David Brooks’s romance of community

Yesterday I listened to David Brook’s interview at the Aspen Ideas festival back on July 1 in which the New York Times columnist revealed that his son had entered the Israeli army. Friends had pointed out to me the audience’s reaction– some were evidently aghast. Interviewer Katie Couric looked gobsmacked.

“What is it like to be David Brooks’s kid?” someone asks from the audience at about 52:00. “We could call them,” Brooks quips, then says he’s enjoyed fatherhood more than anything else he’s done, and tells the ages of his children, three of them, “so far.”

Couric: What’s your 23-year-old doing?

Brooks: He’s joining the Israeli army, he’s in Israel.

There’s a sort of gasp from the audience. A couple of people make surprised harrumphing noises. Couric freezes, then says, “Really– well that must make you pretty nervous…”

Brooks, arms folded:

He believed in the cause and knew he needed one hard thing to complete his trip to full adulthood. And he was right, and I appreciated his wisdom about himself, and he’s one to do that and he believes in serving Israel.

As William McGowan points out here, there was no shortage of smart journalists at Aspen—not to mention Richard Haass of the CFR and Jane Harman of the Wilson Center —and none of them got this factrino into print till Haaretz broke the news in Hebrew in September, two months later. At which time we jumped all over it, averring that the acorn doesn’t fall far from the tree, and the public editor of the Times said that the son’s service is an “extreme” case and ought to have been disclosed by the Times.
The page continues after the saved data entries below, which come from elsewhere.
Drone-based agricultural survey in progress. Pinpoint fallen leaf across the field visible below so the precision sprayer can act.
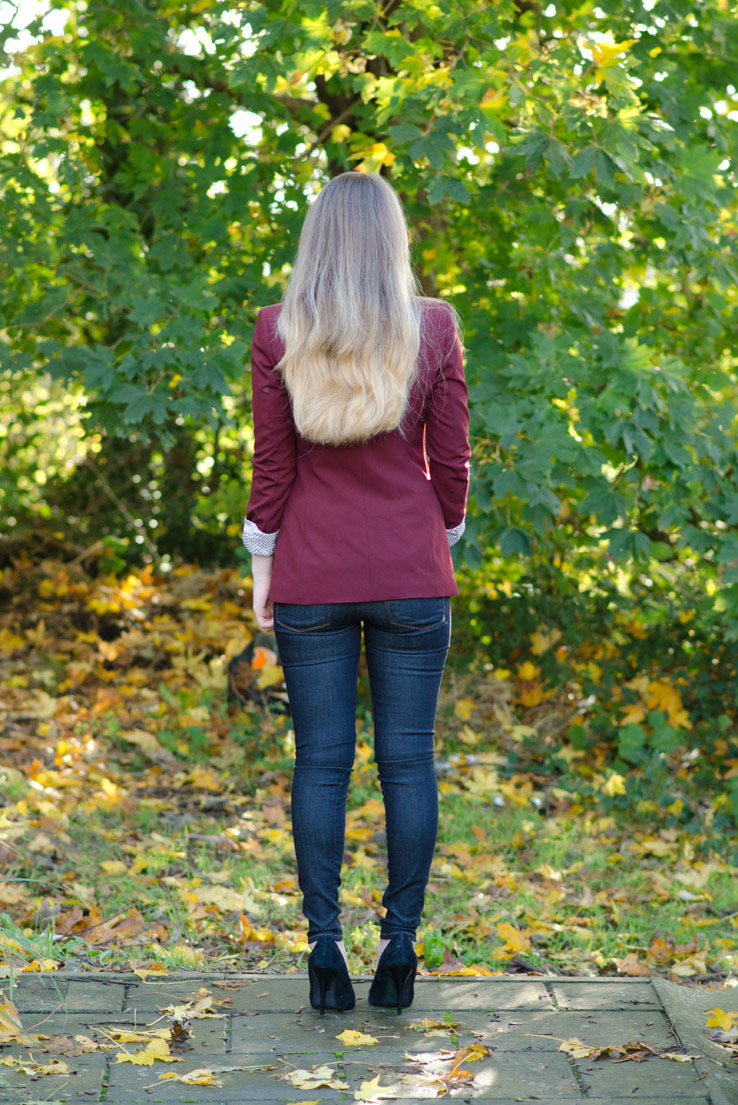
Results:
[159,1066,223,1086]
[336,1029,379,1048]
[706,1006,738,1032]
[115,1036,185,1066]
[354,1074,402,1102]
[282,1063,346,1090]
But no one says anything about it coming out of Aspen.

McGowan thinks people were quiet because the non-Jewish members of the audience didn’t want to be accused of anti Semitism “for even sensing that Brooks’ disclosure had significance” and because a “kind of post patriotic, post national sensibility that regards questions of ‘allegiance to country’ as kind of quaint.” I see it as an emperor’s new clothes moment.We all know that dual loyalty is inherent in the idea of the Jewish people and the Jewish nation and the Israel lobby; well here it is before our eyes, and everyone is stunned then turns away. The blinding flash of the obvious, as Lawrence Wilkerson said of the Walt and Mearsheimer book. And let’s not forget, Brooks pushed the Iraq war.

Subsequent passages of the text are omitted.